Ahora que los días son tan cortos, uno sale a caminar por las veredas y la oscuridad se echa encima sin dar tiempo a quemar la lorza, que sonríe satisfecha, la muy hija de puta. Cae la neblina en los caminos de La Pedanía, y uno, casi sin darse cuenta, se aventura por los rincones más sentimentales del ipod, donde se canta al desamor o a la imposibilidad del romance. De pronto, al inicio de una lista de reproducción,  me descubro tarareando It might be you, la canción de Stephen Bishop que sonaba en los títulos finales de Tootsie.

Something's telling me it might be you.
It's telling me it might be you...

      "Algo me dice que podrías ser tú...", sonaba en la cabeza de Dustin Hoffman cuando miraba a Jessica Lange y no podía creerse tanta hermosura. Una belleza anglosajónica que yo tampoco podía creerme allá en el cine de León, con once añitos boquiabiertos y confundidos. Jessica Lange -o más bien la enfermera Julie- fue mi primer gran amor. En una sala de cine, y también en la vida misma. Las películas siempre han ido por delante, en esto como en todo. La vida, mi vida, sólo ha sido la impaciente espera entre una ficción y otra.
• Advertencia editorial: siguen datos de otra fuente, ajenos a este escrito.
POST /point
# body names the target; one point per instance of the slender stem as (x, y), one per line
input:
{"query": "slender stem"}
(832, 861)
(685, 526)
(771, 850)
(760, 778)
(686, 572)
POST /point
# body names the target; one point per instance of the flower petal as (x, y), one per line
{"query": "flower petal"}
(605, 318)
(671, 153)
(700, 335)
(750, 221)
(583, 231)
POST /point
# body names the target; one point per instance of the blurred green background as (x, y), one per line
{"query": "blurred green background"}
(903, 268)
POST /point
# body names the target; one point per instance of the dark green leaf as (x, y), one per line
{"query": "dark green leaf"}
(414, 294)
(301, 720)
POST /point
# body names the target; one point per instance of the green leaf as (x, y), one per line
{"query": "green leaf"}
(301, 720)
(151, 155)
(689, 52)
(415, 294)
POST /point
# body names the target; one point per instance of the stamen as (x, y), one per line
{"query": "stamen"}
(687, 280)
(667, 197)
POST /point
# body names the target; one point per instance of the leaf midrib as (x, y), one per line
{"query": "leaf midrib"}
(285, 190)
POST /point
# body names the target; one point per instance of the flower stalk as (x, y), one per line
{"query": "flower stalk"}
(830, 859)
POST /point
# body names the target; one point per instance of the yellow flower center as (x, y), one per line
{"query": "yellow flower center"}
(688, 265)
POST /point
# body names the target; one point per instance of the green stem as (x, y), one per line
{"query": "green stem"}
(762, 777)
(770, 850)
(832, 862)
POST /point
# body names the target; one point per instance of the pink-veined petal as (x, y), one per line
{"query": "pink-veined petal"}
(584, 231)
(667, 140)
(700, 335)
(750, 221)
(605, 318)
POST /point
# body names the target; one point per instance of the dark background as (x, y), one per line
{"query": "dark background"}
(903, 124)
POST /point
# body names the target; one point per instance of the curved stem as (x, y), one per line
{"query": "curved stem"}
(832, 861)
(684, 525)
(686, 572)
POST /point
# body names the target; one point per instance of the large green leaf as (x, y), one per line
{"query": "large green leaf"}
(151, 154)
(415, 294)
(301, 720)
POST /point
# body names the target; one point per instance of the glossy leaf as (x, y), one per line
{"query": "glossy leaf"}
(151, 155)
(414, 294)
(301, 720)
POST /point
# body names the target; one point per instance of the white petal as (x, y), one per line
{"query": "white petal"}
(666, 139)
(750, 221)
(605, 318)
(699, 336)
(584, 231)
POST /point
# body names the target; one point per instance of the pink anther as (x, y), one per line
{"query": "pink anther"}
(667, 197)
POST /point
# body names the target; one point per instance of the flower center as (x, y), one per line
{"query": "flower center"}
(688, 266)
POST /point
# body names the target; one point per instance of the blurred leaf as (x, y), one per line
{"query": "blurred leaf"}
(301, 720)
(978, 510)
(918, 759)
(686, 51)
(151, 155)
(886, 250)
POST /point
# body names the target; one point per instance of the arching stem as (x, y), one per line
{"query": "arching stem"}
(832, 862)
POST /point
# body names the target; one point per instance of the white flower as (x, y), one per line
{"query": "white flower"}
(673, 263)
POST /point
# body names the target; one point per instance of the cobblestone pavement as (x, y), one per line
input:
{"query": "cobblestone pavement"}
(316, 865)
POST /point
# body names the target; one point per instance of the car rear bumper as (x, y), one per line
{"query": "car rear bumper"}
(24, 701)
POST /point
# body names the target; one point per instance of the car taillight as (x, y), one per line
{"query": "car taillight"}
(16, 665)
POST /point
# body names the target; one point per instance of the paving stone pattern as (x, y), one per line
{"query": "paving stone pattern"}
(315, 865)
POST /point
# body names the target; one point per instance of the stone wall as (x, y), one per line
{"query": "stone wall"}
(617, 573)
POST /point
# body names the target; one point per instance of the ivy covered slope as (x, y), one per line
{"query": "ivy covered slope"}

         Lo que yo sentí aquella noche por Jessica Lange -un revoltijo desconocido en los intestinos, una fijación obsesiva de la mirada, una extraña electricidad en los genitales- nunca lo había sentido por una vecina del barrio (todas tan mayores), ni por una profesora del cole (todas tan feas, ) ni por una compañera de clase, que no existían en el apartheid masculino de los curas. Igual que tengo a Natalie Portman en el retablo de mis oraciones, podría tener una foto de Jessica Lange con su cofia de enfermera, pues ella fue el origen lejano de este blog, donde cuento al detalle mis sueños con las actrices hermosas, y dejo entrevelados, por si acaso, mis desamores con las mujeres reales, que son desengaños de vodevil a medio camino de la tristeza y el esperpento. Tootsie, para míno es sólo una comedia clásica por la que no pasa el tiempo: es, sobre todo, un homenaje que ya le debía a Jessica Lange, la amada fundadora.